I have purchased three more HDDs at the special price in anticipation to expand the RAID 6 array. I will report its results as an addendum to this post, as well.
I recently picked up a used Acera ARC-8026-24 6Gb/s SAS expander from eBay for $150 (fully verified operational with my 15-bay storage tower) that I will be testing with the 6805T later. Those results in a followup addendum, as well.
UPDATE 20181123: The 30 TB 4x 10TB RAID5 to 5x RAID6 reconfiguration took a little longer than expected by the early accounts of the progress. Instead of a little less than two weeks, the overall reconfiguration took 15 days, 1 hour, and 34 minutes:
I'd like to note that I had been performing some read/writes with the array, as well as a few server re-boots during the RAID array's reconfiguration.
During the reconfiguration, the read/write performance was greatly degraded to 15-25 MBps. But, after the reconfiguration, I was getting 500 MBps reads and 300MBps writes, tested with an SSD to ensure the RAID 6 performance was maxed out. I even doubted that the RAID6 system was maxed out according to the Windows 10 Task Manager - Performance tab readings never going over 97%.
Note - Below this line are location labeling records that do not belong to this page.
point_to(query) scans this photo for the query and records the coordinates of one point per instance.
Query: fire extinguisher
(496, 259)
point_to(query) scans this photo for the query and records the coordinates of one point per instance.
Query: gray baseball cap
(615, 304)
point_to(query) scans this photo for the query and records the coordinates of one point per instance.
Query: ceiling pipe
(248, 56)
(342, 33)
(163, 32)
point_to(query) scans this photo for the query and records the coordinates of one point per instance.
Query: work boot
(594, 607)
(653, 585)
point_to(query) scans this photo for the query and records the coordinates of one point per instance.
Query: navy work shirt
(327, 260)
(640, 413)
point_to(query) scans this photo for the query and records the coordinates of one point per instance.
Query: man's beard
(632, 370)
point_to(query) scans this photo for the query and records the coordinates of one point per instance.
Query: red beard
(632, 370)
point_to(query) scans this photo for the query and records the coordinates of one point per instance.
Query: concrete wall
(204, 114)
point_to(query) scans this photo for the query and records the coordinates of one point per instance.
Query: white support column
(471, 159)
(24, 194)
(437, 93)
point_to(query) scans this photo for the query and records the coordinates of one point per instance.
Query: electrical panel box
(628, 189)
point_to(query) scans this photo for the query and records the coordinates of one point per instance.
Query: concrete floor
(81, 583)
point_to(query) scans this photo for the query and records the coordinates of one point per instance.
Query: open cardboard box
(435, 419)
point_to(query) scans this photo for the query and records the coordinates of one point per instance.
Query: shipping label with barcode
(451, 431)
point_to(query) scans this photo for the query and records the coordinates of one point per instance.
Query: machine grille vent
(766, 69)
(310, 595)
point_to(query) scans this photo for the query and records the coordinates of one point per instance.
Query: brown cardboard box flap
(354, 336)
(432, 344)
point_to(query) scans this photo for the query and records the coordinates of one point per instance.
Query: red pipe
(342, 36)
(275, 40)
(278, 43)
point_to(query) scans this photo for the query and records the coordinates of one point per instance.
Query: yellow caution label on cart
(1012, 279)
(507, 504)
Also, I created a 10TB 2x 10TB RAID1 on the same Adaptec 6805T controller (where the Quick Initialization was only a few seconds while the RAID5-to-RAID6 reconfiguration was in progress) and tested throughput by copying from the RAID1 array to the RAID6 array. The 500GBs of data being moved is showing a bit over 150MBps with the RAID1 showing a bit more taxed than the RAID6 according to Windows 10 Task Manager - Performance tab, the RAID6 array averaging 75% and the RAID1 array averaging 95%. (RAID6: 5x 10TB HDDs on Connector 0, Device 3 and Connector 1, Devices 0-3; RAID1: 2x 10TB HDDs on Connector 0, Devices 1-2).
My next step is to determine how long it will take to perform a RAID6 array expansion from 30TBs (5x 10TB HDDs) to 40TB (6x 10TB HDDs).